Testing

Testing Strategy


Our day to day testing strategy consisted of three main methods:
  • Manually testing webhook responses. Oliver did this via the Azure Function command line which
    allowed him to enter different types of JSON query and check that the webhook returned the appropriate response.

  • Manually testing the chatbot using the Watson GUI. Lilly did this, using the use case maps in the design section.
    Each query would be entered, both with a recognized entity and with an unrecognized entity and checking the
    appropriate response. A screenshot of testing via the Watson GUI is included below. With more time we might have
    been able to build an automated testing net for Watson using a service like POSTMan.


  • Manually testing the AR functionality by repeatedly building it to a mobile device and using Development debugging
    in the unity console. This was our main method of testing the pipeline of the entire app and solving issues with the AR interface.
    This was quite a clunky way of testing because each build takes some time, however the Unity Live Debugging platform
    for mobile unfortunately does not yet support AR, so we did not have any other way of debugging and testing this functionality.
Towards the end of the project, we then conducted user testing. We had planned to do this with members of our class at
university in the final week of the project, but were not able to do so because UCL had closed down and brought our classes online.
However, we did manage to test the app with five friends and family members, and below you can see some images of our user testing.

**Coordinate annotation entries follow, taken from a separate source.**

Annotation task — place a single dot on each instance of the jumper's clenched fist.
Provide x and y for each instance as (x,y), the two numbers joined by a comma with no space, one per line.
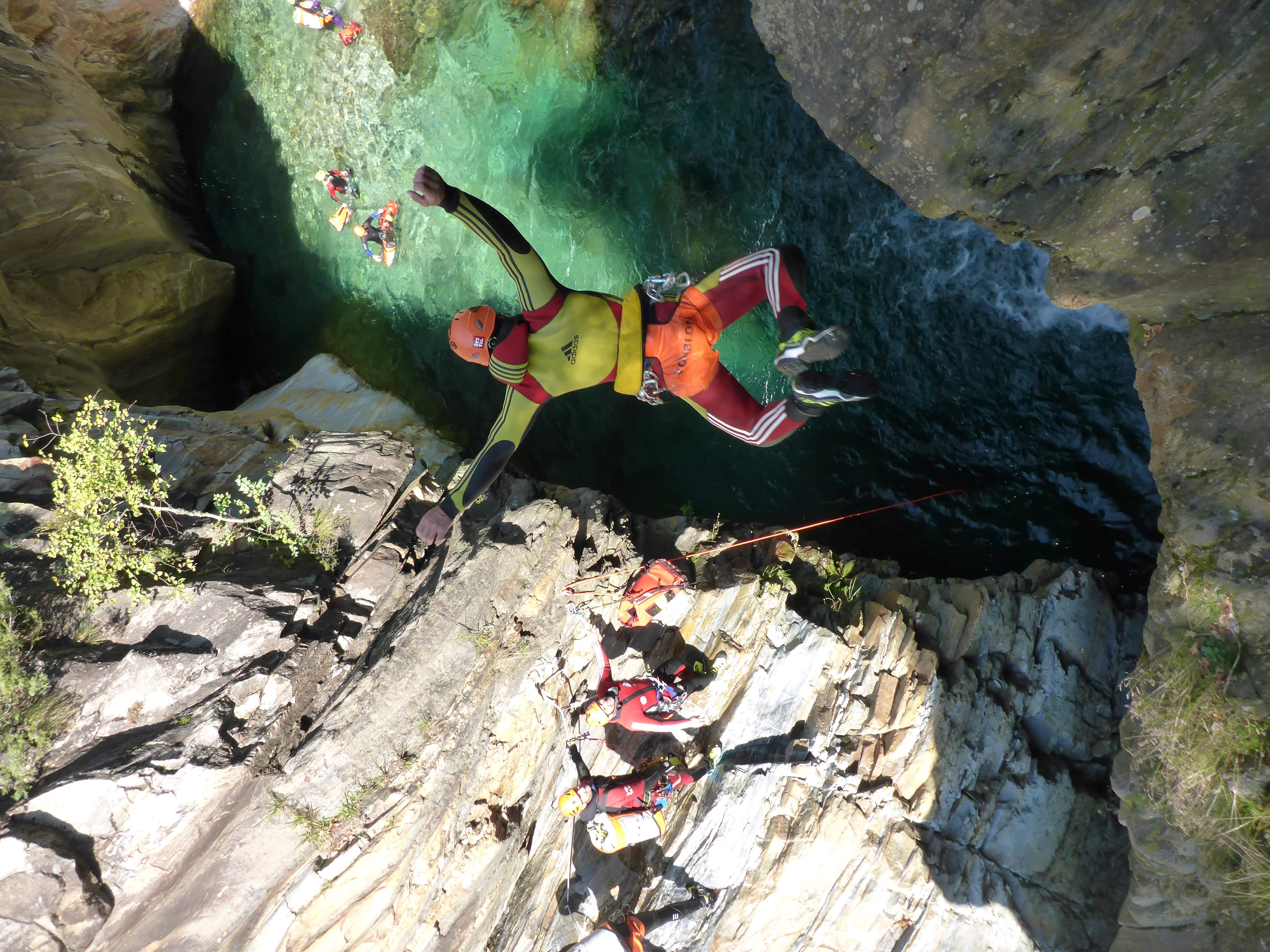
(434,526)
(430,188)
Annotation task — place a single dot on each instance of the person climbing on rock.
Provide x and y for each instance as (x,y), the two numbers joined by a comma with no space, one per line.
(647,789)
(649,704)
(313,14)
(378,229)
(566,341)
(627,935)
(338,183)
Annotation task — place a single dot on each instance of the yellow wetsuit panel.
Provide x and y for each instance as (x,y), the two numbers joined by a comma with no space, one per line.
(630,347)
(578,348)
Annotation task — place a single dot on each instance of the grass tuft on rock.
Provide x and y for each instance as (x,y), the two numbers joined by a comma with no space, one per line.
(31,716)
(1206,762)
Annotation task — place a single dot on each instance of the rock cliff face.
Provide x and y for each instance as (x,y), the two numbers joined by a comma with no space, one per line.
(291,761)
(1131,143)
(98,271)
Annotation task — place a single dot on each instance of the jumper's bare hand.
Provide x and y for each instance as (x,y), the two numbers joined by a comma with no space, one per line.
(430,188)
(434,526)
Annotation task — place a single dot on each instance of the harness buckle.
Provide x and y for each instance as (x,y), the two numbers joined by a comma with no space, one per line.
(651,389)
(658,286)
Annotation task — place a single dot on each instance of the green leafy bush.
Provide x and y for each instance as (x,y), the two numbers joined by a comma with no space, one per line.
(106,488)
(306,532)
(840,589)
(107,532)
(30,716)
(1204,761)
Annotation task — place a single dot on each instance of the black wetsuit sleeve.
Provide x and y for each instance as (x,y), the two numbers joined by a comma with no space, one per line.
(505,437)
(669,915)
(534,282)
(583,774)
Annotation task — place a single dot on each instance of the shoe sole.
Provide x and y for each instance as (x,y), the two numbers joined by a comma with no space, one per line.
(826,346)
(830,398)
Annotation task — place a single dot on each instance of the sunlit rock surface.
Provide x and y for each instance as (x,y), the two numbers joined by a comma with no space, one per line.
(98,275)
(933,770)
(1129,143)
(327,395)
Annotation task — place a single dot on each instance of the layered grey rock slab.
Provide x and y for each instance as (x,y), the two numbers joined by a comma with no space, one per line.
(933,775)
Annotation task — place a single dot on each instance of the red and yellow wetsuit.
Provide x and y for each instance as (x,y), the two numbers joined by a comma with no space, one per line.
(569,341)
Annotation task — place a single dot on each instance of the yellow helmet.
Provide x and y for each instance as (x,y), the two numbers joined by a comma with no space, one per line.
(575,800)
(596,714)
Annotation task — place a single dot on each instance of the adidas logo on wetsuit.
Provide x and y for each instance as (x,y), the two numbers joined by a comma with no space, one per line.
(571,351)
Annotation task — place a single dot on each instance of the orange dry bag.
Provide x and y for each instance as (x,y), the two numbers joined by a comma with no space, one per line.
(648,593)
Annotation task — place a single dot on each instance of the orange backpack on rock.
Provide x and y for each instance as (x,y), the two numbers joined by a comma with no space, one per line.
(685,347)
(648,593)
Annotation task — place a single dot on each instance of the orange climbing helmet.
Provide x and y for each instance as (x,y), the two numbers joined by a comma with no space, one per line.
(470,333)
(575,800)
(601,711)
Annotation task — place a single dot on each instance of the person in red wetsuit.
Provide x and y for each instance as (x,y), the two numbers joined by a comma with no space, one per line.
(647,704)
(648,789)
(566,341)
(337,182)
(625,934)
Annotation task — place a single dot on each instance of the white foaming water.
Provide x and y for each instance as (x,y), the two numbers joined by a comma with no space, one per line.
(962,258)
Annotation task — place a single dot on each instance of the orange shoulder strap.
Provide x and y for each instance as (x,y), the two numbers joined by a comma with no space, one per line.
(637,930)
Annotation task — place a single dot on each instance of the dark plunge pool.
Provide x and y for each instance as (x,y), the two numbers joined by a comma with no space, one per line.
(680,150)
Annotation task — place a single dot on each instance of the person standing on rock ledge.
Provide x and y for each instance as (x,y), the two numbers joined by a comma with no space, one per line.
(627,935)
(649,705)
(566,341)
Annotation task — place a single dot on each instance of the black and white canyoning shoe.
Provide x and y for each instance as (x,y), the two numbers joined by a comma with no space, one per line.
(815,391)
(811,346)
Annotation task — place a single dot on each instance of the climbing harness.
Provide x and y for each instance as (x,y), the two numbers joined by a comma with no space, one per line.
(649,592)
(613,832)
(658,286)
(655,581)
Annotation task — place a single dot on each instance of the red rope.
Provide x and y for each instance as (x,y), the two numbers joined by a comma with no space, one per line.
(774,535)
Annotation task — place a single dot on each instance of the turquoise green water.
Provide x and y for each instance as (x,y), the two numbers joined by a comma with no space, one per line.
(679,153)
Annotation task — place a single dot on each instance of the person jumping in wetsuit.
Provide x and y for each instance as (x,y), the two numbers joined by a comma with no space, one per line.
(566,341)
(649,789)
(628,934)
(337,182)
(648,704)
(370,231)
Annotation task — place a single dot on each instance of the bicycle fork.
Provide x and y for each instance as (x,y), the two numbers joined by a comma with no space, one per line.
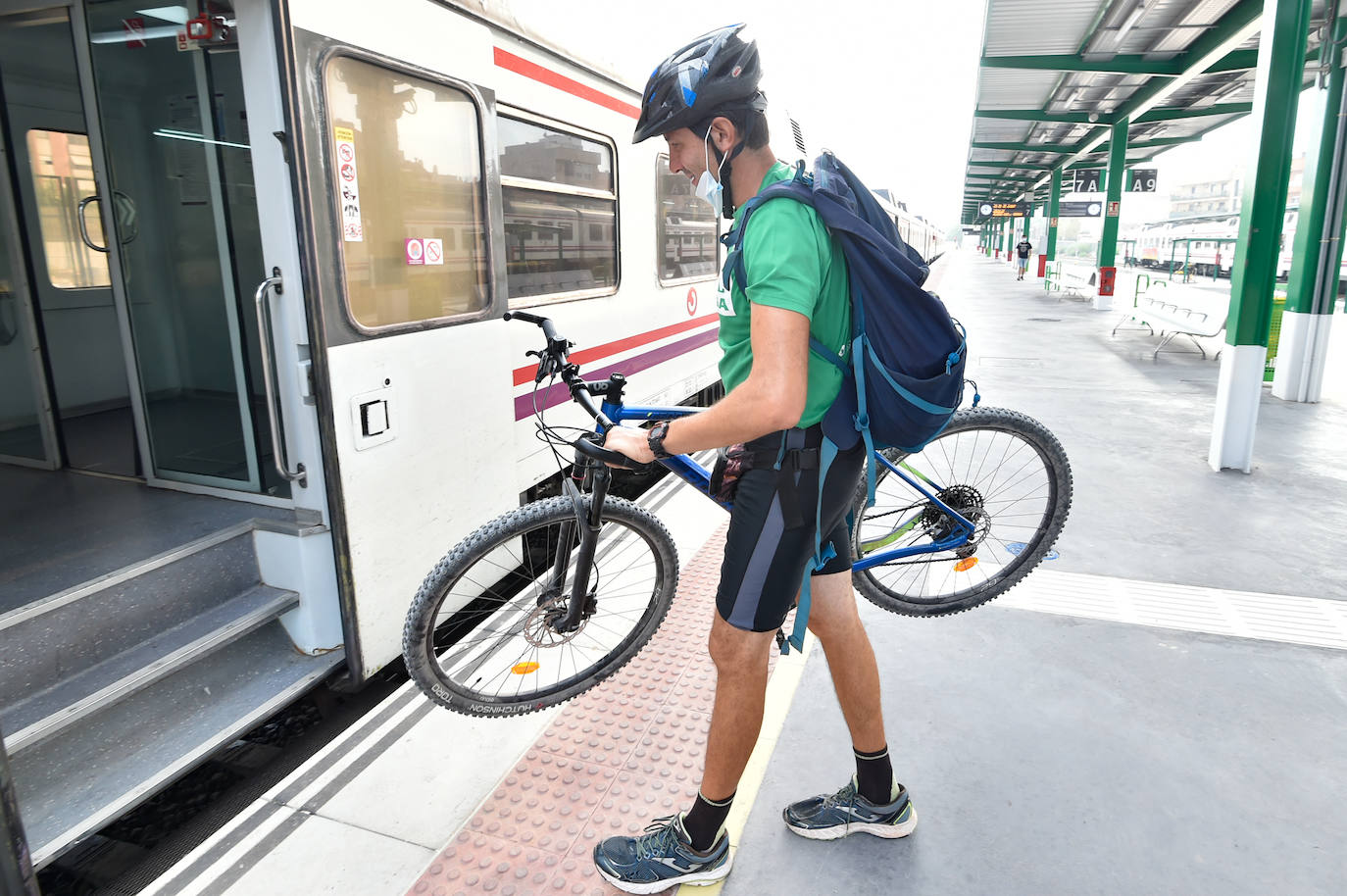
(589,524)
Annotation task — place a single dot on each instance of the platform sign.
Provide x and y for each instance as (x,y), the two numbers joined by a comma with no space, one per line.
(1087,180)
(1141,179)
(1080,209)
(1004,211)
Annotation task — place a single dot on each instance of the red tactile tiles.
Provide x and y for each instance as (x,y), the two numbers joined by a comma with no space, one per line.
(613,760)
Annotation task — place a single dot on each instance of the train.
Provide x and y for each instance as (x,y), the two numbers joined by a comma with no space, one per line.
(253,265)
(1206,244)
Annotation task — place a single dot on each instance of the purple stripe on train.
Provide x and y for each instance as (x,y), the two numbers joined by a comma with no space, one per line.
(557,394)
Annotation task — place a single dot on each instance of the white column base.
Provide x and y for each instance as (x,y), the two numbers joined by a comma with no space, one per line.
(1301,351)
(1238,392)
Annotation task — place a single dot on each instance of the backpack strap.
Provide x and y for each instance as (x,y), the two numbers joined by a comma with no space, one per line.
(827,453)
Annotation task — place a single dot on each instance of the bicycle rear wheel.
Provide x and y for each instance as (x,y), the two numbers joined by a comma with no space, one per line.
(1004,472)
(481,636)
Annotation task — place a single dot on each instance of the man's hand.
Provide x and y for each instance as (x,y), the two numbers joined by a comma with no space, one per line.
(630,442)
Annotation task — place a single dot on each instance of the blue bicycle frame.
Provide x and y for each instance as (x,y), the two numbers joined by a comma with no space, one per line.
(699,477)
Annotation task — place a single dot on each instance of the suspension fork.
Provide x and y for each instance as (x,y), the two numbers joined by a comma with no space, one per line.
(597,479)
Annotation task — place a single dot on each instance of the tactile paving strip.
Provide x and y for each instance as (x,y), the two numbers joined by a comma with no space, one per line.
(613,760)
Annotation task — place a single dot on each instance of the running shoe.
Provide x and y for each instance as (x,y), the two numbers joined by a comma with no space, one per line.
(662,857)
(835,816)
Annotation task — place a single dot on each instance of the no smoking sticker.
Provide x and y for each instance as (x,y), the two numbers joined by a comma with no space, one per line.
(348,186)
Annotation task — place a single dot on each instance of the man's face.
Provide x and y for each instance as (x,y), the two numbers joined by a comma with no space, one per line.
(687,152)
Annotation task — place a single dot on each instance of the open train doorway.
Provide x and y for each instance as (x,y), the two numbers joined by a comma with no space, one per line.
(155,574)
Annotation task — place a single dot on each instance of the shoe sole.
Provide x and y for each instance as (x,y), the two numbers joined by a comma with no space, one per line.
(698,878)
(838,831)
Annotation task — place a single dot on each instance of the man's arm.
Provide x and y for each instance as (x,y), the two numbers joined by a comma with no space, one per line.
(772,398)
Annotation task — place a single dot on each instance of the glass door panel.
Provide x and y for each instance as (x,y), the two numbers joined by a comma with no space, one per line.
(25,428)
(175,183)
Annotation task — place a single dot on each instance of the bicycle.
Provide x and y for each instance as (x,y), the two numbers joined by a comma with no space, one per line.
(511,620)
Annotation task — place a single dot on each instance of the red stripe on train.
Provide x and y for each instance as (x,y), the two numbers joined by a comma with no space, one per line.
(523,67)
(525,373)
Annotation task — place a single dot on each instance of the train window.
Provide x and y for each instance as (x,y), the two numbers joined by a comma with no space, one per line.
(684,227)
(561,211)
(415,147)
(62,175)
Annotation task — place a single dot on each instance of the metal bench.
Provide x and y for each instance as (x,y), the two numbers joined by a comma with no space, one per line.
(1174,319)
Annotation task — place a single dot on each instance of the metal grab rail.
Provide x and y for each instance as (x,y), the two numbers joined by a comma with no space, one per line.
(83,226)
(269,377)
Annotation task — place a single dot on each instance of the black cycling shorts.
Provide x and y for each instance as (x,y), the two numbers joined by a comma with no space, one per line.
(771,543)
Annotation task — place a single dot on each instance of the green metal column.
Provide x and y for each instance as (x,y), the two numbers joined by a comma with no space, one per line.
(1281,64)
(1054,198)
(1301,346)
(1308,248)
(1112,213)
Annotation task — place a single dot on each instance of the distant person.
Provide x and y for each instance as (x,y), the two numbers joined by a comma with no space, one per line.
(1023,251)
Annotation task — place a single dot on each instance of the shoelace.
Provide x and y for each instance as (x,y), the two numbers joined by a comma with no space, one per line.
(659,838)
(843,796)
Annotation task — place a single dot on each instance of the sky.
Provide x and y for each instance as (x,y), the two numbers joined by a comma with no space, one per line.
(889,86)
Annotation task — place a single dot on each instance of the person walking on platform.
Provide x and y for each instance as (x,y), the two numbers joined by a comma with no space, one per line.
(705,101)
(1022,251)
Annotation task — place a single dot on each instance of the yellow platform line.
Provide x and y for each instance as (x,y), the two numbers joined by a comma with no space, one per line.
(780,693)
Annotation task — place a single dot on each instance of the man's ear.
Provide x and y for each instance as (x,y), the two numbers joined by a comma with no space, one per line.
(723,133)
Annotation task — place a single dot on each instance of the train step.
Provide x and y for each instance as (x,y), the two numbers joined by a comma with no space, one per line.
(92,772)
(114,687)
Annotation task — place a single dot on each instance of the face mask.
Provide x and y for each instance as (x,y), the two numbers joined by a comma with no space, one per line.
(708,184)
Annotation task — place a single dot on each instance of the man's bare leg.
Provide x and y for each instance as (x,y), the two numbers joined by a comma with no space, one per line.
(737,717)
(856,676)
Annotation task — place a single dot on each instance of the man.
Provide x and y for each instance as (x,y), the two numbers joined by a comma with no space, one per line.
(703,100)
(1023,251)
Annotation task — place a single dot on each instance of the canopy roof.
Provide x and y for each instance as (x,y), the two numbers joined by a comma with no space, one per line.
(1056,75)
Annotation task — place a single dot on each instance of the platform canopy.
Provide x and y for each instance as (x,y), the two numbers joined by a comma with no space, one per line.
(1056,75)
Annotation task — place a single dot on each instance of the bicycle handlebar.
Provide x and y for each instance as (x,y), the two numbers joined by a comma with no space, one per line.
(554,360)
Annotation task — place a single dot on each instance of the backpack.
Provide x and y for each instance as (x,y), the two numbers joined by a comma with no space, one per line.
(903,370)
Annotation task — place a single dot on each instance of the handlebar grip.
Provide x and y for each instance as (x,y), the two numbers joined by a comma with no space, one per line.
(548,330)
(615,458)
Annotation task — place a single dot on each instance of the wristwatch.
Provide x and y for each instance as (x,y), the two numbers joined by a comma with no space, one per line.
(655,438)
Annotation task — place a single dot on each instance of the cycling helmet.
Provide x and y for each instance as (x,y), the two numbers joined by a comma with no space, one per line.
(716,75)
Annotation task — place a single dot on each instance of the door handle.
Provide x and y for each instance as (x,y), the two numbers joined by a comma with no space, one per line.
(269,377)
(83,226)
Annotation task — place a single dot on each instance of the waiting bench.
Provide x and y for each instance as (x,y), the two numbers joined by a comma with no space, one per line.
(1174,317)
(1069,281)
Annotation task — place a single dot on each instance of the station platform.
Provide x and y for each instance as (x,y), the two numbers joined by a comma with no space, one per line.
(1159,709)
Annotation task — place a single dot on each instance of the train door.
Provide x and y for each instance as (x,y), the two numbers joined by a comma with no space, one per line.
(135,187)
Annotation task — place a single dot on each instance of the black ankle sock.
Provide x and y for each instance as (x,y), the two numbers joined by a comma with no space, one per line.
(874,774)
(705,820)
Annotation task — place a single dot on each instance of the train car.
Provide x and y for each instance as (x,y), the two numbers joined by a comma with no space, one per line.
(1207,244)
(253,259)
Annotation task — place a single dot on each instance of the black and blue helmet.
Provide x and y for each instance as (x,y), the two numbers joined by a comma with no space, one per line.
(716,75)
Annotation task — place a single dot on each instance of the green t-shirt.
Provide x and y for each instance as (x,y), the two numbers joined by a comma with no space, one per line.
(789,262)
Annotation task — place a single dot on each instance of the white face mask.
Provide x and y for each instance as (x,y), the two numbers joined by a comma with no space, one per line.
(708,184)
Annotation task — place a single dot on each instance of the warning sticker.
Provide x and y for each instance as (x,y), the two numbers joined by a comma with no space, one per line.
(434,251)
(415,252)
(352,227)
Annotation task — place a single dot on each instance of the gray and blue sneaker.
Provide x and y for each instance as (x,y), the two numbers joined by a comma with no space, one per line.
(662,857)
(835,816)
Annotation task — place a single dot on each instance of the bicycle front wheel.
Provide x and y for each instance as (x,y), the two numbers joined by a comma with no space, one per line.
(1001,471)
(485,633)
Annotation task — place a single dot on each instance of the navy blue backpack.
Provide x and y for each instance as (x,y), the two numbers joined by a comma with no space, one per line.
(903,370)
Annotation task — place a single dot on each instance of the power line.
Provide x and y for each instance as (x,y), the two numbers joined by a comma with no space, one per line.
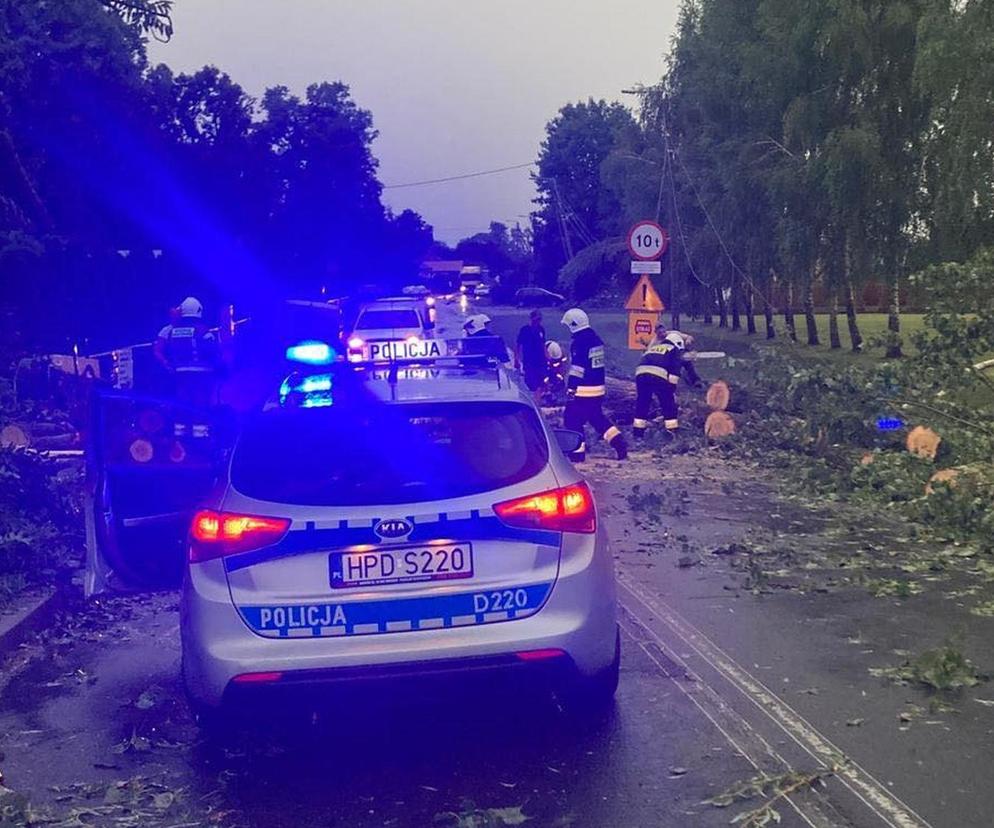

  • We stress tested our app in a noisy environment, in the lobby of a concert hall. This was definitely not as successful as testing
    it in a live environment, with the avatar having difficulties in recognizing users’ speech. This is probably an issue to do with
    Watson Speech-to-Text not being very good at handling these kinds of environments.






  • To the best of our ability, we tested it with members of different generations, with age range 19 – 59.
  • We tested our app on a Samsung Galaxy S8, a One Plus and a Moto G6.

Observations from user testing:

  • People understood well what the avatar was and how to use it, and how to get help if necessary. Apart from
    a few crashes (see known bugs), users were mostly able to complete tasks given to them, as long as the task
    was sufficiently specific. General tasks like “find out about IBM” were less successful because people asked
    questions that were not recognized by the avatar.

  • The range of spoken requests was much larger than expected. Even when given a specific task like “find a
    book by Agatha Christie”, people would phrase this in different ways, some of which were not recognized by
    the chatbot. In future we would need to expand our avatar’s vocabulary of recognized requests in order for it
    to be fully deployable in a real environment.

  • The response times from Watson are sometimes too slow for people’s patience, especially when Watson is
    fetching a complicated webhook query (like checking in for an appointment in a doctor’s surgery). This is
    unsurprising given the number of different data channels required in one of these complex requests.
    In future, we would want to find a way to optimize this further.

  • People didn’t move around the avatar as much as we thought they would. We thought people would try to look
    at the avatar from different angles or move around, but most people were focused on asking questions and listening,
    and seemed to want to keep about 1-2m distance from the avatar, the average for a normal human conversation.

  • The conversation flow is quite stilted, with generally one spoken request and one spoken answer. People seemed to
    disengage after having asked a few questions and getting over the novelty factor of the avatar. In the future we
    could use more complex animation or back-and-forth conversation flow to make the avatar more engaging.

Performance and Efficiency Testing

We conducted a sample of response times for the Watson response, where we timed the period from the end of the
user asking their question to the beginning of Watson speaking it aloud. The average was about 4 seconds, which
shows that there is still quite a bit of latency in our avatar that could be improves. The results of these tests are below:

Testing Difficulties

We did not manage to do any unit or integration testing, stress testing, or responsive design testing. Our testing strategy
was one of the least successful parts of our project. We had both external and internal difficulties that caused this:
External difficulties: We found it very hard to work out how to test an AR app that involves voice recognition. Our project
cannot be run in the unity simulator, and despite research we could not find any information on AR unit testing. It seems
that in this relatively new field user testing is the most widely used form of testing. Additionally, we had planned to do user,
performance and responsive testing in the last two weeks of the project, which was significantly disrupted by Covid-19.
We did not have access to an android tablet or multiple android devices to do stress or responsiveness testing during this time.
Internal Difficulties: we did not place as much importance on testing throughout as we should have, and we left our user
testing until the end of the project, when it was then difficult to do because of our classes being cancelled. We did this because
the app was not fully usable until the end and we also had our hands full with development work, but ultimately, we should have
been user testing throughout. We should have seen that we didn’t need to have a finished product in order to test it – we could have,
for example, tested the chatbot backend with users using the Watson GUI without having finished the AR functionality of the app.